Thanks to recent minimum-wage hikes in about three dozen cities and states, there’s a good chance the barista pulling your double nonfat latte got a pay raise this year.
And depending on where you live, those higher wages might have added a few pennies — or a few quarters — to the price of your morning caffeine fix.
Economists have a rule of thumb that says when fast food wages go up by 10 percent, prices should increase by an average of 0.7 percent – or only about a penny more on each dollar of food.
But coffee seems to be a different animal. While some coffee shops have held prices steady after minimum wage increases, prices for a cup of joe or a cappuccino have in many cases risen much more than anticipated by the economists, a spot check by NBC News shows.
Based on the formula, for example, a cup of coffee in Oakland, California, should cost about 2.5 percent more after a 36 percent minimum wage increase to $12.25 earlier this year — one of the biggest jumps in the country.
But Farley’s Coffee raised prices 10 to 20 percent — 50 cents for a cup of coffee, compared to about a dime predicted by economic models — at its three San Francisco Bay Area locations, said owner Chris Hillyard.
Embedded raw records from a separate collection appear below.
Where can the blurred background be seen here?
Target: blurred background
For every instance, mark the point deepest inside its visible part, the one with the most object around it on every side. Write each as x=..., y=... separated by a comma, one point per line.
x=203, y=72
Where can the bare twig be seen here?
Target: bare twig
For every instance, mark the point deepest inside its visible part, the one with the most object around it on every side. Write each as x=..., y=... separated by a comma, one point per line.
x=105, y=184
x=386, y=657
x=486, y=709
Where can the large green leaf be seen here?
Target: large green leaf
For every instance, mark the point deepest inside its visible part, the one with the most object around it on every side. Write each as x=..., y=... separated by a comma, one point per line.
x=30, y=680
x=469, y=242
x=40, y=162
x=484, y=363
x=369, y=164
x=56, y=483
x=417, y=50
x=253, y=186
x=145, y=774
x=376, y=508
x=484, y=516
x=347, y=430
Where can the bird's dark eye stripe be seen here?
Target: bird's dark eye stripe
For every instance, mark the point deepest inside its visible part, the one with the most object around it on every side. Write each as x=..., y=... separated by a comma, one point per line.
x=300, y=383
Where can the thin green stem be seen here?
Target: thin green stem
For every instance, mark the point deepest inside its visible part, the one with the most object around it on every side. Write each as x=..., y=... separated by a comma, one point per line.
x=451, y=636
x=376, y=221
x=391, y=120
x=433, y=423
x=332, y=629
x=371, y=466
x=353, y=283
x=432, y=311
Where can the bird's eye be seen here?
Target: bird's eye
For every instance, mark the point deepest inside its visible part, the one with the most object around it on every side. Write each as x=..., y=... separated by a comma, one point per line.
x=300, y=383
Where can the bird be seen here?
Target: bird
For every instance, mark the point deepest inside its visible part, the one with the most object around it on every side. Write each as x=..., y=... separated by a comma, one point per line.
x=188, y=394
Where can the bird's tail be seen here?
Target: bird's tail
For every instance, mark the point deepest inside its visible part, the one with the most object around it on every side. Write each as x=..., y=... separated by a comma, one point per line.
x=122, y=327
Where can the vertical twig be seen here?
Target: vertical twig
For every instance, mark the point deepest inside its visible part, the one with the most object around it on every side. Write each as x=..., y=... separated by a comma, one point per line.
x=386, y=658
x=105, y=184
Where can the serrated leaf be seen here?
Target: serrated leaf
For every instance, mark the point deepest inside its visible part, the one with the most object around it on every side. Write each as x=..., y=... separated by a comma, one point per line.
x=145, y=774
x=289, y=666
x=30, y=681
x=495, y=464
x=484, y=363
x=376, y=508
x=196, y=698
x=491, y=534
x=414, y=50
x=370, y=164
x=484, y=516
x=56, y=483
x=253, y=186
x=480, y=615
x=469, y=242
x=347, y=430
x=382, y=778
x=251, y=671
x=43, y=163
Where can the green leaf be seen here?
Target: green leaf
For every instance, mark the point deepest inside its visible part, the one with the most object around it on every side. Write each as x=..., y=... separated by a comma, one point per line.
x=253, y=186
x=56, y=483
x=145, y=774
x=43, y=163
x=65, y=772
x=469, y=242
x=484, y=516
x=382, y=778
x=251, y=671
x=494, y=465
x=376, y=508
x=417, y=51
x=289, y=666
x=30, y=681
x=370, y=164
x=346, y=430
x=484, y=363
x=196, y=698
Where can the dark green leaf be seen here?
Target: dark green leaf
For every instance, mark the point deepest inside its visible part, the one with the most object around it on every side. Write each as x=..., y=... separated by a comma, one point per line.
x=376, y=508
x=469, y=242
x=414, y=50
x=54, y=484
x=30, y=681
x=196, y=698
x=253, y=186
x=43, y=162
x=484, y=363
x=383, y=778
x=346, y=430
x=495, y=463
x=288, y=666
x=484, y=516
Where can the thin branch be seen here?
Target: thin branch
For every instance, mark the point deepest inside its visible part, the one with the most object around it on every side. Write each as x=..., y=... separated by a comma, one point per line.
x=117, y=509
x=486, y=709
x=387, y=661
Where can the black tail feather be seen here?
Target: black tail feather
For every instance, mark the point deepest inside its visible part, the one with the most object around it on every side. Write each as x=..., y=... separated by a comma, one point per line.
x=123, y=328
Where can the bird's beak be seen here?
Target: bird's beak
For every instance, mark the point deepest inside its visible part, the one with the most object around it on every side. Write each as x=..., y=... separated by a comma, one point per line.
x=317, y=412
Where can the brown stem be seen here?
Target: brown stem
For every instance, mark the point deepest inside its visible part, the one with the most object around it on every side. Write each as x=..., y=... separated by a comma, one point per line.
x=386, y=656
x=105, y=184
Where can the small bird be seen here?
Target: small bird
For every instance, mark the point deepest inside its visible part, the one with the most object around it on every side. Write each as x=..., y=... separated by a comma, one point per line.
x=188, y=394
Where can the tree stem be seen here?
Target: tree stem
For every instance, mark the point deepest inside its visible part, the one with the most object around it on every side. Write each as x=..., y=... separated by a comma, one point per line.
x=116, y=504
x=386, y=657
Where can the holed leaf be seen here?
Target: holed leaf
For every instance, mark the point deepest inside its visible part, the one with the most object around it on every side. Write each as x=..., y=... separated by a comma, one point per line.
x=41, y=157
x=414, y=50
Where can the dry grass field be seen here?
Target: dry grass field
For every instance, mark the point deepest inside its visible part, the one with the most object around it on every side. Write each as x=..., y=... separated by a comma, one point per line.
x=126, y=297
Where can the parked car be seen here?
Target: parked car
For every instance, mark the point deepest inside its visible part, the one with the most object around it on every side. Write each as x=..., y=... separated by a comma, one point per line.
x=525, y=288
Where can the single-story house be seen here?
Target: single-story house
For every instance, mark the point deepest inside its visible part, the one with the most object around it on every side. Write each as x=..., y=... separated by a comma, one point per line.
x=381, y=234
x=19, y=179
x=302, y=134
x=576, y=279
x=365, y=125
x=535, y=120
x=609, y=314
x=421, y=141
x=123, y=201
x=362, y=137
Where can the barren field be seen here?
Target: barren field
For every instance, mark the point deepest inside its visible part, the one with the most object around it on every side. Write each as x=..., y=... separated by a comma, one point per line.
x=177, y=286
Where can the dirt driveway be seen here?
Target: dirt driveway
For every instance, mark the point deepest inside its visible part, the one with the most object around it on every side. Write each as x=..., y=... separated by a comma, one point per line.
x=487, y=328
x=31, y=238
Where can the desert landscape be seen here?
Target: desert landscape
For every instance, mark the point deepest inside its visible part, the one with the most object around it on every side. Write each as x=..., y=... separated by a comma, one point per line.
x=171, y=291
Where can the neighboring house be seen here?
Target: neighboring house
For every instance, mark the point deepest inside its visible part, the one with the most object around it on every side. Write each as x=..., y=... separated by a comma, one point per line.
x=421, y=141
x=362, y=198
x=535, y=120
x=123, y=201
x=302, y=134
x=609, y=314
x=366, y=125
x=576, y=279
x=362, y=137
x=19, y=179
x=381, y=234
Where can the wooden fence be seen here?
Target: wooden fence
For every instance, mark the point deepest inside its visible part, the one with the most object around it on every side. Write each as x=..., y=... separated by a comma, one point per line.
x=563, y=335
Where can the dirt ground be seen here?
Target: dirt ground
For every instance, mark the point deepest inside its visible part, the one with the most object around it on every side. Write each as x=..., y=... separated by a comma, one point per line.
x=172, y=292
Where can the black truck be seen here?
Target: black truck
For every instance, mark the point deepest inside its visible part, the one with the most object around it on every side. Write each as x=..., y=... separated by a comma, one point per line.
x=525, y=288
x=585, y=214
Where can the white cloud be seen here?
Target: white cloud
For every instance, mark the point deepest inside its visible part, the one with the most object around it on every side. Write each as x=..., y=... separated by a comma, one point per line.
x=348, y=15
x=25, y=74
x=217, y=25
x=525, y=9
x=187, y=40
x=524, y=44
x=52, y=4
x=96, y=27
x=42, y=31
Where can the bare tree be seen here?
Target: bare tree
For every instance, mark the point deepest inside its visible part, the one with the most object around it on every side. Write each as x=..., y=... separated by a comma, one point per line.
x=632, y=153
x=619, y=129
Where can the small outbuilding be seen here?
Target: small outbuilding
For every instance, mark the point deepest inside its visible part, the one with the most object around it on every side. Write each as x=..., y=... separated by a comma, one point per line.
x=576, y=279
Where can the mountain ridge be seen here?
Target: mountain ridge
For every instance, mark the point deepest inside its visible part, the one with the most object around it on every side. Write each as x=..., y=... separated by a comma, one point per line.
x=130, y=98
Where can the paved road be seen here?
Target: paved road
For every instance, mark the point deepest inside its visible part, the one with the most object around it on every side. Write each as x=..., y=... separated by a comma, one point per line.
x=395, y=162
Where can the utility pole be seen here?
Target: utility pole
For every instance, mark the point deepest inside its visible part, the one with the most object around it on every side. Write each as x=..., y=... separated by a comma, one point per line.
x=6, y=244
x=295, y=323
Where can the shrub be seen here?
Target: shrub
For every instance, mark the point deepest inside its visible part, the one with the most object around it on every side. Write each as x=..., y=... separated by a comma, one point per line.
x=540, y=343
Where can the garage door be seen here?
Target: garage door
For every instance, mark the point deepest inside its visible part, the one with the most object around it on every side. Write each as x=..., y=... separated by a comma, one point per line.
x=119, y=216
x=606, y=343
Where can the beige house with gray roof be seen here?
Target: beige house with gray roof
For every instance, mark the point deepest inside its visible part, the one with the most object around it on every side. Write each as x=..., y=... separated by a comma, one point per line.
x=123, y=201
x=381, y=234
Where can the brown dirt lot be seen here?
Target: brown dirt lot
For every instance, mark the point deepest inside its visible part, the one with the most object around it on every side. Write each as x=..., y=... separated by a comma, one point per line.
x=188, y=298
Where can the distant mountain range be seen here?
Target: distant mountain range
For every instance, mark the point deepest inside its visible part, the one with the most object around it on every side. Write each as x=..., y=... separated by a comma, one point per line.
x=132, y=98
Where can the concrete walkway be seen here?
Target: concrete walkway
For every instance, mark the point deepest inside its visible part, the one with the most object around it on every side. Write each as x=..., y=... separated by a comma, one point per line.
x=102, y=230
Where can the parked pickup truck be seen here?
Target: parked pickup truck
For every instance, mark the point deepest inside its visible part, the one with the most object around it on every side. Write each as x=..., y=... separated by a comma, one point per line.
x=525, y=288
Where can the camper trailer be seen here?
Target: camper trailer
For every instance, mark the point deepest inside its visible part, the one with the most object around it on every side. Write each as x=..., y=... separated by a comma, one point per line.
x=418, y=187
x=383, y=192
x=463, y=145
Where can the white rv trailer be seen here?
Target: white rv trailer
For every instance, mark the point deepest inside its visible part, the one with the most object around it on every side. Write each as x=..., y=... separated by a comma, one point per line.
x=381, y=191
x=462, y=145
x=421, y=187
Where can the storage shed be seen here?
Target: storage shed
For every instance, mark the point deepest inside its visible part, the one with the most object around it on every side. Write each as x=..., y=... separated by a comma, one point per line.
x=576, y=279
"Obviously our costs to do business went up significantly with the wage increase,” said Hillyard, who worked with other small businesses on a campaign to educate customers about impending price increases. “The revenue had to come from somewhere.”
We found more examples of steeper-than-expected increases in the price of coffee in other cities with higher-than-federal minimum wages.
In Chicago, where the minimum wage hit $10 on July 1, the first step on the way to $13 an hour by 2019, Ipsento Coffee increased prices 6.7 percent, well above the 1.4 percent predicted by the economists’ formula. To reduce the sting for customers, owner Tim Taylor now offers an 8-ounce latte for the same price he used to charge for a 12-ounce cup.
“It’s sort of like a tax we have to pass on to our customers,” Taylor said. “It affects everybody, and I think that’s the intent, to share the burden.”
Taylor and other independent coffee shop owners say they are increasing wages faster than required and passing some of those costs on to customers, who are generally supportive.
In Seattle, for example, Zoka Coffee expects to start most employees at $15 by next year, several years ahead of schedule, said Alen Fikic, the company’s president. Zoka recently raised prices at its three locations by a quarter across the board, or about 8 percent on a latte, and a second 25-cent increase is probably inevitable, Fikic said.

Starbucks also introduced modest prices increases this month, despite the falling cost of coffee beans. The company did not say whether higher minimum wages were a factor, but it hiked prices 3.5 percent in the Seattle area compared to only 1 percent nationally, the Seattle Times reported.
The relatively steep price increases weren't anticipated by economists like Daniel Aaronson, a Federal Reserve Bank of Chicago expert who has studied the effects of minimum wage increases.
Since coffee shops tend to have fewer workers making the minimum wage than the typical fast-food restaurant – the industry expected to be most impacted by the wage increases – it figures it should have less of an impact on them, he said.
The predicted price increase for fast-food outlets “is very much an upper bound estimate for coffee shops,” he said. “I would expect the effects to be smaller there.”
Informed of the price hikes uncovered by NBC News, he speculated that they could reflect “pent-up demand for raising prices” to cover rising costs in addition to labor. A public event like a minimum wage change gives businesses an excuse to implement overdue price increases, he noted.
“It’s announced — all firms have to raise wages for their lowest wage employees on this date — and it kind of gives this nice reason to the public as to why you’re raising your prices,” Aaronson said.
But the coffee equation is complicated, and shops in some other cities where wages have been jacked up have held the price line.
“No employer is happy to pay more, but on the flip side, it’s real important to be able to retain your staff and not have huge turnover.”
Mark Warmuth, owner of Swing’s Coffee Roasters in Washington, D.C., where the minimum wage is up 27 percent from two years ago, said the summer’s wage increase was “kind of a non-event for us.”
While coffee drinkers would be expected to pay just under 2 percent more as a result of the D.C., minimum wage increase to $10.50 on July 1, Warmuth noted that his company has historically paid workers at its two cafes and roastery more than the minimum.
“No employer is happy to pay more, but on the flip side, it’s real important to be able to retain your staff and not have huge turnover,” Warmuth said, echoing predictions by some economists that reduced turnover among workers could offset up to a quarter of labor cost increases.
In the long run, though, the biggest change at your local coffee shop as a result of the higher labor costs might not be the extra quarter tacked onto the price of a latte, but who’s making it.
Duncan Goodall, the owner of Koffee? in New Haven, Connecticut said he expects to raise prices to pay for higher wages under the state’s new $9.15 minimum. But he also might invest in systems that allow him to scale back the number of employees.
"It's going to give people like me the incentive to use less and less labor," Goodall said.